Germany’s Foreign Ministry said it was investigating the reports but that it was unable to comment further or provide any further information.

Pakistani intelligence officials initially said that the U.S. missile strike in Pakistan had killed five German militants taking shelter in a house in the town of Mir Ali in North Waziristan, a known hub for foreign militants with links to al-Qaida. They later increased the number to eight, but gave no reason for the discrepancy.

The terror cell said to be behind the Europe plot - eight Germans and a Briton - were believed to have been in hiding in the region. A second Briton was killed in a U.S. strike last month.

The U.S. missile strikes in Pakistan came on the heels of a U.S. warning for Americans traveling in Europe to be on alert for possible terror attacks, on suspicion that groups linked to al-Qaida were plotting to target tourist magnets in European capitals. Japan also issued a travel warning.

Germany’s Interior Minister Thomas de Maiziere, however, insisted there was “no reason to be alarmist.”

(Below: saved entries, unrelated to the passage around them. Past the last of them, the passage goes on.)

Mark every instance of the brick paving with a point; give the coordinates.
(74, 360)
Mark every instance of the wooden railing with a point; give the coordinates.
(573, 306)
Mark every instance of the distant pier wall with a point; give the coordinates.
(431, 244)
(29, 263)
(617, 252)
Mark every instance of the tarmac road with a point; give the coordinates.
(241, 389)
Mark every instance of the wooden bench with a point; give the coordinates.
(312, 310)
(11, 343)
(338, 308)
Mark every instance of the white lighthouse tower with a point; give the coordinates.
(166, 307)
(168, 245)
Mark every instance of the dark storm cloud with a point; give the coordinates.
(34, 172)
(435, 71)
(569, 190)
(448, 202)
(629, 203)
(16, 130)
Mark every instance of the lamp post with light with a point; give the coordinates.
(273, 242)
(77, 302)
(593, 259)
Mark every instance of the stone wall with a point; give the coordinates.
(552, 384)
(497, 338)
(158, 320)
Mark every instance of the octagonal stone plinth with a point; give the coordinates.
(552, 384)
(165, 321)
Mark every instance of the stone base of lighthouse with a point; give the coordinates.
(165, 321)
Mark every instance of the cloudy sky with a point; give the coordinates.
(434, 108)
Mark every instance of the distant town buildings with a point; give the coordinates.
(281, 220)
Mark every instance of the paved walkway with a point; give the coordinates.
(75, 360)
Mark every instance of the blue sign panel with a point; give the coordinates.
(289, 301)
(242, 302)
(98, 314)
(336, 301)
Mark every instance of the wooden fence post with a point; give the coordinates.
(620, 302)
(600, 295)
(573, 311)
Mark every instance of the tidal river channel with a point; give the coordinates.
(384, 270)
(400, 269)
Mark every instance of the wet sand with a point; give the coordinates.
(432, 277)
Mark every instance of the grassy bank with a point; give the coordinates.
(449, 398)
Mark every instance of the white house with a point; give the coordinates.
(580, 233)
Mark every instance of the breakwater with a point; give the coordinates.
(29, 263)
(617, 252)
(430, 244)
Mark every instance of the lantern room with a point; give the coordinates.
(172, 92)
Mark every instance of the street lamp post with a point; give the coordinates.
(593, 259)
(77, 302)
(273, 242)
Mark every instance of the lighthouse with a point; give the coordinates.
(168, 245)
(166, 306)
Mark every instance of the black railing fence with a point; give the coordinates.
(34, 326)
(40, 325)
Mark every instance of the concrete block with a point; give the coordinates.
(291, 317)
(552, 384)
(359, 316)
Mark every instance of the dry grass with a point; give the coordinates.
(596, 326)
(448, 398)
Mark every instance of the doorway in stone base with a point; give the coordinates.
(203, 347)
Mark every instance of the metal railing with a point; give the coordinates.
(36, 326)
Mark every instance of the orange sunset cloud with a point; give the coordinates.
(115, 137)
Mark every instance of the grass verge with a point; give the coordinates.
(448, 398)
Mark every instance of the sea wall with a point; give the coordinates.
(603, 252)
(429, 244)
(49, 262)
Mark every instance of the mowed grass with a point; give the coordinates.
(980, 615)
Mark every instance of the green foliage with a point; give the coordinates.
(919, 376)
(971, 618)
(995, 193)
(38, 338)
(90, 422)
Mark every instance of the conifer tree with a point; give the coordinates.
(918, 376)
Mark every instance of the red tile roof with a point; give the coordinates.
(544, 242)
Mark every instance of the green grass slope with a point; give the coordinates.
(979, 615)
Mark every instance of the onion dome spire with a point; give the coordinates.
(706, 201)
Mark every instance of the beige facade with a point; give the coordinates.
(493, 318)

Konrad Freiberg, head of the German police union, told the Passauer Neue Presse in its Tuesday edition the travel alerts are to be taken seriously. He warned that ever more Germans are traveling to Afghanistan and Pakistan for militant training, “and a large number of them have returned and are living here.”

British police used sniffer dogs to patrol subways on Monday, while soldiers and mounted police were dispatched to two major churches in Paris - Notre Dame and Sacre Coeur. French paramilitary troops were also seen patrolling around the Eiffel Tower - which has been evacuated twice in recent weeks for unspecified threats.

Also, police in southern France arrested 12 suspects in sweeps against suspected Islamic militant networks on Tuesday, including three men linked to a network recruiting fighters for Afghanistan, officials said. The roundups were part of two entirely different counterterrorism cases under investigation by French judges, police said.

Associated Press Writers Jamey Keaten in Paris and Zarar Khan in Islamabad contributed to this report.